Il Pontefice volge «lo sguardo verso la Città Santa di Gerusalemme, testimone del mistero della passione, morte e risurrezione di Gesù e a tutte le comunità cristiane della Terra Santa» e prega perché si apra una via di pace «per le martoriate popolazioni di quelle regioni». Invita al rispetto dei principi del diritto internazionale e chiede uno «scambio generale di tutti i prigionieri tra Russia e Ucraina: tutti per tutti!»; che si garantiscano gli aiuti umanitari a Gaza «esortando nuovamente a un pronto rilascio degli ostaggi rapiti il 7 ottobre scorso e a un immediato cessate-il-fuoco nella Striscia. Non permettiamo che le ostilità in atto continuino ad avere gravi ripercussioni sulla popolazione civile, ormai stremata, e soprattutto sui bambini. Quanta sofferenza vediamo nei loro occhi. Con il loro sguardo ci chiedono: perché? Perché tanta morte? Perché tanta distruzione? La guerra è sempre un’assurdità e una sconfitta! Non lasciamo che venti di guerra sempre più forti spirino sull’Europa e sul Mediterraneo. Non si ceda alla logica delle armi e del riarmo. La pace non si costruisce mai con le armi, ma tendendo le mani e aprendo i cuori». Il Papa non dimentica poi la Siria, che patisce le conseguenze della guerra da 14 anni, il Libano, «da tempo interessato da un blocco istituzionale e da una profonda crisi economica e sociale, aggravate ora dalle ostilità alla frontiera con Israele», la Regione dei Balcani Occidentali «dove si stanno compiendo passi significativi verso l’integrazione nel progetto europeo». E incoraggia i colloqui tra l’Armenia e l’Azerbaigian, «perché, con il sostegno della Comunità internazionale, possano proseguire il dialogo, soccorrere gli sfollati, rispettare i luoghi di culto delle diverse confessioni religiose e arrivare al più presto ad un accordo di pace definitivo».

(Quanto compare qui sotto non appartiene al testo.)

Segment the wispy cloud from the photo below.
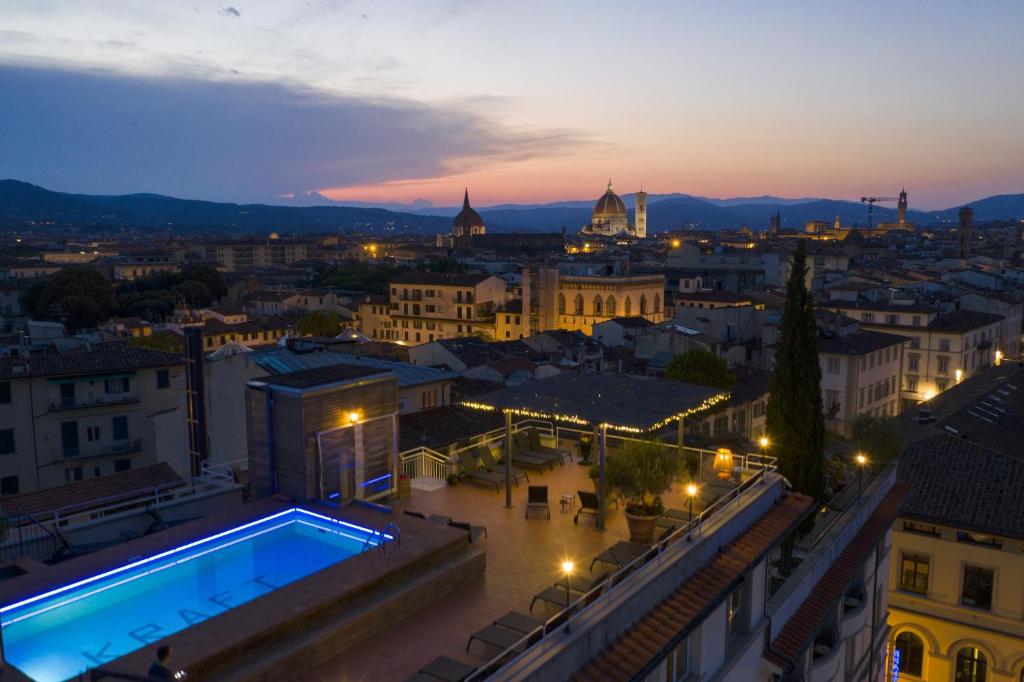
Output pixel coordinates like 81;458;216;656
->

Nel suo messaggio al mondo non manca il pensiero per le vittime di tutte le violenze, le guerre, i cambiamenti climatici, l’insicurezza alimentare. «Il Risorto assista il popolo haitiano», dice affacciato dalla loggia delle benedizioni, «affinché cessino quanto prima le violenze che lacerano e insanguinano il Paese ed esso possa progredire nel cammino della democrazia e della fraternità. Dia conforto ai Rohingya, afflitti da una grave crisi umanitaria, e apra la strada della riconciliazione in Myanmar lacerato da anni di conflitti interni, affinché si abbandoni definitivamente ogni logica di violenza».
E, ancora, pensa al continente africano «specialmente alle popolazioni provate in Sudan e nell’intera regione del Sahel, nel Corno d’Africa, nella Regione del Kivu nella Repubblica Democratica del Congo e nella Provincia di Capo Delgado in Mozambico». Prega perché cessi «la prolungata situazione di siccità che interessa vaste aree e provoca carestia e fame». Prega per i migranti e per «coloro che stanno attraversando un periodo di difficoltà economica». Per i bambini mai nati e per quelli che muoiono di fame o che «sono privi di cure essenziali o sono vittime di abusi e violenze».
Esorta le istituzioni mondiali e chi ha responsabilità politiche a non risparmiare «sforzi nel combattere il flagello della tratta di esseri umani, lavorando instancabilmente per smantellarne le reti di sfruttamento e portare libertà a coloro che ne sono vittime». E chiede che la luce della risurrezione illumini «le nostre menti e convertire i nostri cuori, rendendoci consapevoli del valore di ogni vita umana, che deve essere accolta, protetta e amata».